Detection of artificial seeds from UAV imagery using deep learning models
Plant seeds are one of the significant examples of morphological computation in natural world with optimized features such as, passive take-off, flying, landing, and drilling, to name a few.
Taking inspiration from plant seeds’ morphology and dispersion capabilities, the EU H2020 I-Seed project aims to develop biodegradable and self-deployable soft miniaturized artificial seeds with fluorescence sensors (termed ‘I-Seeds’) for monitoring environmental parameters, such as temperature, humidity, carbon dioxide, and mercury in topsoil and the air above soil. Within the project, winged seeds such as Samara (length 4–5 cm, width 1–2 cm) are one of the selected species for biomimicking. Initially, these artificial seeds will be dispersed using UAVs, and the seeds will be spread over the target area following their natural-like pathways. The artificial seeds need to be detected and localized in real time for the subsequent activity of read-out of the sensors. For remote read-out of in situ sensor information, an active laser-induced fluorescence observation system onboard UAV will excite the I-Seeds for fluorescence emission that is the function of measured environmental parameters. One of the potential ways to geo-localize these artificial seeds is using UAV RGB imagery.
In a recent paper, Yanuar Bomantara, Hasib Mustafa, Harm Bartholomeus and Lammert Kooistra from the Laboratory of Geo-information and Remote Sensing, have shown that these artificial seeds can be effectively detected from UAV RGB imagery and evaluated the effect of different environmental conditions on image acquisition for small object detection. Yanuar and his team spread the artificial and coloured Samara seeds over an experimental field with varying land coverage including concrete, soil and grass, and acquired the UAV images in the winter of 2021 on different days with sunny and cloudy skies at flying altitudes ranging from 4m to 10m. Such an experimental design allowed a quantitative evaluation of the effect of environmental parameters in data acquisition on the detection of small seed-like objects from aerial perspective. With the aim to perform real-time object detection and geo-localization onboard UAV, Yanuar implemented and evaluated a modified one-stage detector (YOLOv5nano+SAHI) to reduce processing time and computational load for full-sized images. The developed algorithm demonstrated sufficient generalizability and the absence of overfitting in the training set.
It was found that a higher detection accuracy was attained in overcast situations due to the clarity of the photographs. The flight altitude was found to be a major determinant of the results recorded from the detection process, clearly indicating an inverse relationship between altitude and model performance.
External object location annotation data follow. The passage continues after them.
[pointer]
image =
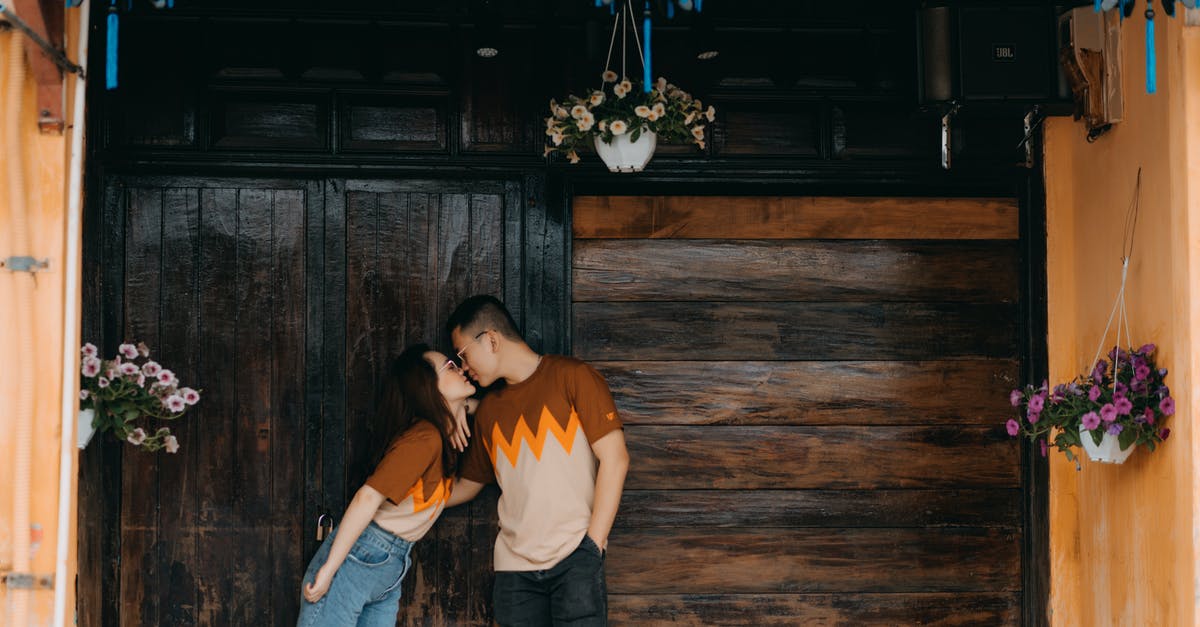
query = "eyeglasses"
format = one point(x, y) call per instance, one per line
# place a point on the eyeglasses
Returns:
point(463, 350)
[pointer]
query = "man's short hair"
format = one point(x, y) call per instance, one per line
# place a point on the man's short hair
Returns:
point(481, 312)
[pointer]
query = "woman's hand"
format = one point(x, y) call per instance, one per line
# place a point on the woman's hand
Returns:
point(317, 589)
point(462, 429)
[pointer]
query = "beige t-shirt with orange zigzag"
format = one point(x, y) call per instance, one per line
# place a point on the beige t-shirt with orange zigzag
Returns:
point(411, 477)
point(534, 440)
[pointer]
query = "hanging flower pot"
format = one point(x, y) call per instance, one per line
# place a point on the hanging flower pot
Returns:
point(1109, 449)
point(624, 154)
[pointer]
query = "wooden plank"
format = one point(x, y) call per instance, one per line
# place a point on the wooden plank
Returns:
point(813, 393)
point(813, 560)
point(177, 350)
point(642, 269)
point(821, 508)
point(793, 218)
point(931, 609)
point(286, 399)
point(139, 520)
point(792, 330)
point(753, 458)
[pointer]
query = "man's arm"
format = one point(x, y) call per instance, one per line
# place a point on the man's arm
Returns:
point(613, 459)
point(463, 490)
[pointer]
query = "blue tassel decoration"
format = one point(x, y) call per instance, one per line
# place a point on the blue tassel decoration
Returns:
point(646, 43)
point(1151, 72)
point(111, 53)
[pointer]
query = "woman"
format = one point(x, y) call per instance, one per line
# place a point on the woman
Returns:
point(419, 429)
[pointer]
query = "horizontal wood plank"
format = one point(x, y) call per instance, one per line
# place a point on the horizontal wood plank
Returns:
point(702, 560)
point(750, 458)
point(792, 330)
point(821, 508)
point(934, 609)
point(793, 218)
point(642, 269)
point(813, 393)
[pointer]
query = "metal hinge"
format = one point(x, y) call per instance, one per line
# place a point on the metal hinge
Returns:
point(28, 581)
point(24, 264)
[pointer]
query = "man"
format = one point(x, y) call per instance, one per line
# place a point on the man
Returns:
point(553, 442)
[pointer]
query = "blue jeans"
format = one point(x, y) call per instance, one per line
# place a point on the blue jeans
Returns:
point(571, 592)
point(365, 591)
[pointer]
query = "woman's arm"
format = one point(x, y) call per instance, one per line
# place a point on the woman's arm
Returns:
point(358, 515)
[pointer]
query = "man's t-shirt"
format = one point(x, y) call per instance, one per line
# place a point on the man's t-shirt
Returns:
point(409, 475)
point(534, 439)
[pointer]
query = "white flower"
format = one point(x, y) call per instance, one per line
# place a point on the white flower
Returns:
point(174, 402)
point(137, 436)
point(166, 377)
point(190, 395)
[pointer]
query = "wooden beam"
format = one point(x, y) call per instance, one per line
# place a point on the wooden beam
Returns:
point(45, 17)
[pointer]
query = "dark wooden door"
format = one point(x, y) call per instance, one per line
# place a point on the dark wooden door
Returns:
point(813, 390)
point(281, 300)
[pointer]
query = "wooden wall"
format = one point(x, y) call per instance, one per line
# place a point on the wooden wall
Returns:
point(809, 387)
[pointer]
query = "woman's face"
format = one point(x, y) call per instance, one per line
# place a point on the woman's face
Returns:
point(451, 382)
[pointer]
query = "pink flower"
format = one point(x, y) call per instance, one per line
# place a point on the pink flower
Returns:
point(166, 377)
point(137, 436)
point(174, 402)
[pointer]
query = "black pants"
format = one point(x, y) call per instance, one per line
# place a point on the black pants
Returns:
point(571, 592)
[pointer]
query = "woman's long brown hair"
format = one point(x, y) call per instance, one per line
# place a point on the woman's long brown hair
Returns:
point(409, 393)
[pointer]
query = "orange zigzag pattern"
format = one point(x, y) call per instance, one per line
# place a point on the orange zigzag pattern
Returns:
point(421, 502)
point(546, 425)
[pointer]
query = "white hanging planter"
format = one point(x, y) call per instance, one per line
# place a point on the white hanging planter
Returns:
point(623, 155)
point(84, 431)
point(1108, 451)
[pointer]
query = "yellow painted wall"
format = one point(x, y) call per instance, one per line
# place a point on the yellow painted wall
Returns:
point(1122, 537)
point(46, 165)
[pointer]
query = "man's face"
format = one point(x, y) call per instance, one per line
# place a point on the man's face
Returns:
point(477, 354)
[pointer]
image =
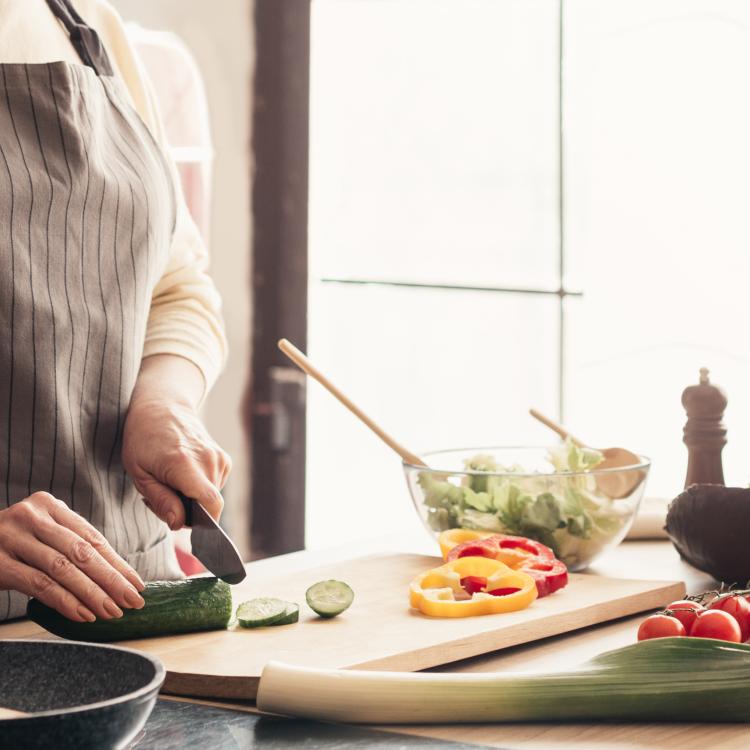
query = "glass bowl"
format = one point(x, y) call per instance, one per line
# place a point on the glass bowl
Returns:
point(515, 490)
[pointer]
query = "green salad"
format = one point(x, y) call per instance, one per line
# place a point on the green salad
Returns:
point(567, 513)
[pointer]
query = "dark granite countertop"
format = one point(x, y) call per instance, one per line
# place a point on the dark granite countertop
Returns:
point(189, 725)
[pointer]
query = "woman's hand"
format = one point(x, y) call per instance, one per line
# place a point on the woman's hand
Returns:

Moreover, the amount of ground objects largely determines the model performance when detecting I-Seeds, followed by the contrast between the seed and the background. In essence, this work provides a baseline for seed-like object detection from aerial imagery using a one-stage detector such that it can be implemented for the real-time detection of I-Seeds in the field during UAV flight. In near future, the developed model will be implemented on small form-factor computational unit onboard UAV to assess the real-time detection performance in comparison with offline processing.
In the last two decades, unmanned aerial vehicle (UAV) technology has been widely utilized as an aerial survey method. Recently, a unique system of self-deployable and biodegradable microrobots akin to winged achene seeds was introduced to monitor environmental parameters in the air above the soil interface, which requires geo-localization. This research focuses on detecting these artificial seed-like objects from UAV RGB images in real-time scenarios, employing the object detection algorithm YOLO (You Only Look Once). Three environmental parameters, namely, daylight condition, background type, and flying altitude, were investigated to encompass varying data acquisition situations and their influence on detection accuracy. Artificial seeds were detected using four variants of the YOLO version 5 (YOLOv5) algorithm, which were compared in terms of accuracy and speed. The most accurate model variant was used in combination with slice-aided hyper inference (SAHI) on full resolution images to evaluate the model’s performance. It was found that the YOLOv5n variant had the highest accuracy and fastest inference speed. After model training, the best conditions for detecting artificial seed-like objects were found at a flight altitude of 4 m, on an overcast day, and against a concrete background, obtaining accuracies of 0.91, 0.90, and 0.99, respectively. YOLOv5n outperformed the other models by achieving a mAP0.5 score of 84.6% on the validation set and 83.2% on the test set. This study can be used as a baseline for detecting seed-like objects under the tested conditions in future studies.